Thermal spray coatings of various ceramics are considered to be the best possible way of mitigating molten salt corrosion. Plasma spray coatings have been developed on various materials for the molten LiCl–KCl applications. Shankar et al. [43] studied the corrosion of plasma sprayed yttria-stabilized zirconia (YSZ) coatings on type 316 L stainless steel in molten salt. YSZ coating showed good corrosion resistance during the immersion studies in LiCl–KCl salt at 600 °C for 500 h. Plasma sprayed alumina, alumina-40% titania, YSZ coatings have been tested on steels and graphite for LiCl–KCl molten salt [44,45,46]. YSZ coatings developed on 9Cr-1Mo and type 304 L by plasma spray process; and materials like 2.25Cr-1Mo, 9Cr-1Mo steel, Alloy 600, alloy 625 and alloy 690 are tested in LiCl–KCl eutectic molten salt and found that the YSZ coating showed better corrosion resistance than the uncoated samples [25].

Corrosion behaviour of 9Cr-1Mo steel with plasma sprayed NiCrAlY bond coat and YSZ top coat has been evaluated in UCl₃-LiCl–KCl molten salt at 600 °C for a maximum of 2000 h duration under argon atmosphere [47]. No delamination or failure of the coating was observed for the entire duration of exposure to molten chloride salts as shown in Fig. 5a, b. The surface of the coating after the corrosion test appeared to be the typical as-sprayed coating lamellar morphology observed from the SEM examination. No thickness loss of the coating and no penetration of the salt into the coating could be observed and the coating adhesion was found to be intact as evident from the SEM cross-section image (as shown in Fig. 5c). The surface of the coating after the corrosion test occluded with some amount of UO₂ as evidenced from the EDS analysis; however, this did not alter the corrosion resistance behaviour of the coating.

Fig. 5

(Reproduced with permission from Elsevier)

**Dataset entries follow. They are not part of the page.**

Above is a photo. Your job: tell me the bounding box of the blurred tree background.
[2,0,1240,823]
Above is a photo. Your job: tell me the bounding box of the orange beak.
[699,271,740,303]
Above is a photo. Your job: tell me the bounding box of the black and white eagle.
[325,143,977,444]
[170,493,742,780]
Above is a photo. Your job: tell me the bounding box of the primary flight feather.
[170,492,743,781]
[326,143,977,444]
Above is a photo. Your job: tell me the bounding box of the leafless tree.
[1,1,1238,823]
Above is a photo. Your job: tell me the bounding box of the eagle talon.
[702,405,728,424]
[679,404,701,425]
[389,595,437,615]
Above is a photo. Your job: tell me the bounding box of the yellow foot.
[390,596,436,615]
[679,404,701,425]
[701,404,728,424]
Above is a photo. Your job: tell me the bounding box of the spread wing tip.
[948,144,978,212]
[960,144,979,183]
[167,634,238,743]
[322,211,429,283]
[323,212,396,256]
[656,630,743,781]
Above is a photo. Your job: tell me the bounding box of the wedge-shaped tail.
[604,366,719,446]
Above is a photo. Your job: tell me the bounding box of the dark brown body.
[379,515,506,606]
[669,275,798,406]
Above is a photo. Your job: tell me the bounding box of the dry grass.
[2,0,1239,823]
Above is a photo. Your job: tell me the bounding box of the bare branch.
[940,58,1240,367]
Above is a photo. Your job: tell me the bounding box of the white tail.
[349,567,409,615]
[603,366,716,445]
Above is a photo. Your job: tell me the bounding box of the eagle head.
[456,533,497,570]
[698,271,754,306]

Pictures of the YSZ-coated 9Cr-1Mo steel specimens a as coated and b after exposed to molten salt for 2000 h duration, c SEM cross-section image of the YSZ coating on 9Cr-1Mo steel after 2000 h exposure.

The molten salt corrosion evaluation of YSZ coating by plasma spray process on high density graphite specimens with and without SiC interlayer has been carried out at 600 °C for long duration [48]. Figure 6a shows the photograph of the coated specimens before and after exposure to the molten salt. It is clearly seen that no failure of the coating could be observed. The YSZ coating with SiC interlayer showed better performance up to 3500 h duration of exposure (Fig. 6b), and the YSZ coating without SiC layer tested up to 2000 h without any failure (Fig. 6c). Hence, YSZ coating on high density graphite with and without SiC interlayer performed well for molten chloride salt applications.

Fig. 6

Pictures of a YSZ-coated high density graphite before and after exposure to molten salt for about 2000 h; b SEM cross-section image of the YSZ coating with SiC interlayer after 3500 h exposure, and c SEM cross-section image of the YSZ coating without SiC interlayer after 2000 h [48]

7 Conclusions

Molten salts find wide and several applications due to their low vapour pressure, high thermal stability, good electrical conductivity, etc. in various emerging fields of science and technology. Especially in the field of nuclear industry for the reprocessing of spent metallic fuels, chloride-based molten salts, LiCl–KCl eutectic used as an electrolyte. However, one needs to consider the aggressive nature of molten salts, especially chloride salts, at high temperature operations towards corrosion of the structural materials. The corrosion behaviour of various candidate structural materials in LiCl–KCl eutectic molten salt for the pyrochemical reprocessing applications and corrosion mitigation strategies has been presented. Different materials tested in molten LiCl–KCl salt show corrosion at high temperatures with different rates. The degree of corrosion was found to be dependent on the nature of alloy and its alloying elements, nature of the atmosphere, temperature, purity of the molten salt, etc. Different types of corrosion mitigations have been used for the molten salt applications; however, a chemical barrier high temperature ceramic coatings are found to be one of the best for corrosion mitigation in molten chloride salts for the pyrochemical reprocessing applications.